Kong pod doesnt start up after cluster restart : needs Kong 3.9
What happened?
The issue is:
https://github.com/Kong/kong/issues/13730#issuecomment-2650153987
We are using latest kubernetes-dashboard which inturn uses kong. Whenever the cluster nodes are restarted (may it be my windows machine running docker-desktop with single node k8s, or may it be our 3 node dev env k8s cluster running on latest Ubuntu and containerD), I get this same issue:
nginx: [emerg] bind() to unix:/kong_prefix/sockets/we failed (98: Address already in use)
Once I delete the kong pod, all comes back to normalcy. Will appreciate a fix for this.
It is already fixed in Kong. Hence Kong should be updated to 3.9 to fix the issue.

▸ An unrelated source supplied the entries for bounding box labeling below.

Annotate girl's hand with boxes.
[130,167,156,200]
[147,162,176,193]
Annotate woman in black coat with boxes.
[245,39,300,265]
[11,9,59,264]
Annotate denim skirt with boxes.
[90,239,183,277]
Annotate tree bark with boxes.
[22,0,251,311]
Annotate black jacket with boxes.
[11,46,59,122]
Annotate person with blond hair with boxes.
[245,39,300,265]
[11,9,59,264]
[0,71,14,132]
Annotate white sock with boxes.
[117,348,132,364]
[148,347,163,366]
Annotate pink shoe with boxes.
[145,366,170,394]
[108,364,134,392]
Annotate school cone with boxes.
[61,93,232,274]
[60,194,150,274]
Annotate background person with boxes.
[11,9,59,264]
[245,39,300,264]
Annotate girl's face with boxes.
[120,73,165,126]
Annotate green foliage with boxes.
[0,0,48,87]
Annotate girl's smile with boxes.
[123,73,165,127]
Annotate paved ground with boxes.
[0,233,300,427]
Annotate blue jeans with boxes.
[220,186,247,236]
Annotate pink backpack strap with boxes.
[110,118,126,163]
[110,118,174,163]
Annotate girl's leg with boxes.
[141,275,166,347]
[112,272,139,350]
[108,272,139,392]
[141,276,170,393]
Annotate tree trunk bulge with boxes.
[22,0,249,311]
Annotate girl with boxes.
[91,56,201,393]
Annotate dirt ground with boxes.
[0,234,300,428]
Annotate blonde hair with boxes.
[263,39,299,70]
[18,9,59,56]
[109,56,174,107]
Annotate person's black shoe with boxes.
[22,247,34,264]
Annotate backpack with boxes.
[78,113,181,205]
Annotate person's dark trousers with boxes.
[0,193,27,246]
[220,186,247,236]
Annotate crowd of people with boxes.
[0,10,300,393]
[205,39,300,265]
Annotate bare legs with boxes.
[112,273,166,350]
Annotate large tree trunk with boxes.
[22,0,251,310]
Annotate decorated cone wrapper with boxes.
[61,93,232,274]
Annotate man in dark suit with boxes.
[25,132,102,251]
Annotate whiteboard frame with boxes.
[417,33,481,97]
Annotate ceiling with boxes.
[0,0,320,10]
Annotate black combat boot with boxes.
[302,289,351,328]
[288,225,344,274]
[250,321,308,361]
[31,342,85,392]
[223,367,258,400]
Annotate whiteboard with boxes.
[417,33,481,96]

For now, we can work around by overriding the Kong version as this:
helm upgrade --install kubernetes-dashboard kubernetes-dashboard/kubernetes-dashboard \
--create-namespace \
--namespace kubernetes-dashboard \
--set kong.image.repository=kong \
--set kong.image.tag="3.9.0"
What did you expect to happen?
Whenever the cluster nodes are restarted (may it be my windows machine running docker-desktop with single node k8s, or may it be our 3 node dev env k8s cluster running on latest Ubuntu and containerD), we should still be able to access k8s-dashboard.
How can we reproduce it (as minimally and precisely as possible)?
Just restart all the k8s nodes.
Anything else we need to know?
No response
What browsers are you seeing the problem on?
No response
Kubernetes Dashboard version
7.10.4
Kubernetes version
1.30.5
Dev environment
No response
I have also encountered the same issue with kubernetes-dashboard-7.11.1 and kong 3.8 in wsl2
The Kubernetes project currently lacks enough contributors to adequately respond to all issues.
This bot triages un-triaged issues according to the following rules:
- After 90d of inactivity,
lifecycle/staleis applied - After 30d of inactivity since
lifecycle/stalewas applied,lifecycle/rottenis applied - After 30d of inactivity since
lifecycle/rottenwas applied, the issue is closed
You can:
- Mark this issue as fresh with
/remove-lifecycle stale - Close this issue with
/close - Offer to help out with Issue Triage
Please send feedback to sig-contributor-experience at kubernetes/community.
/lifecycle stale
/remove-lifecycle stale
Any news on this?
Hello, Do we have any news regarding this issue? We really need on our side this fix to be available ASAP as we are facing this error on pretty much a regular basis....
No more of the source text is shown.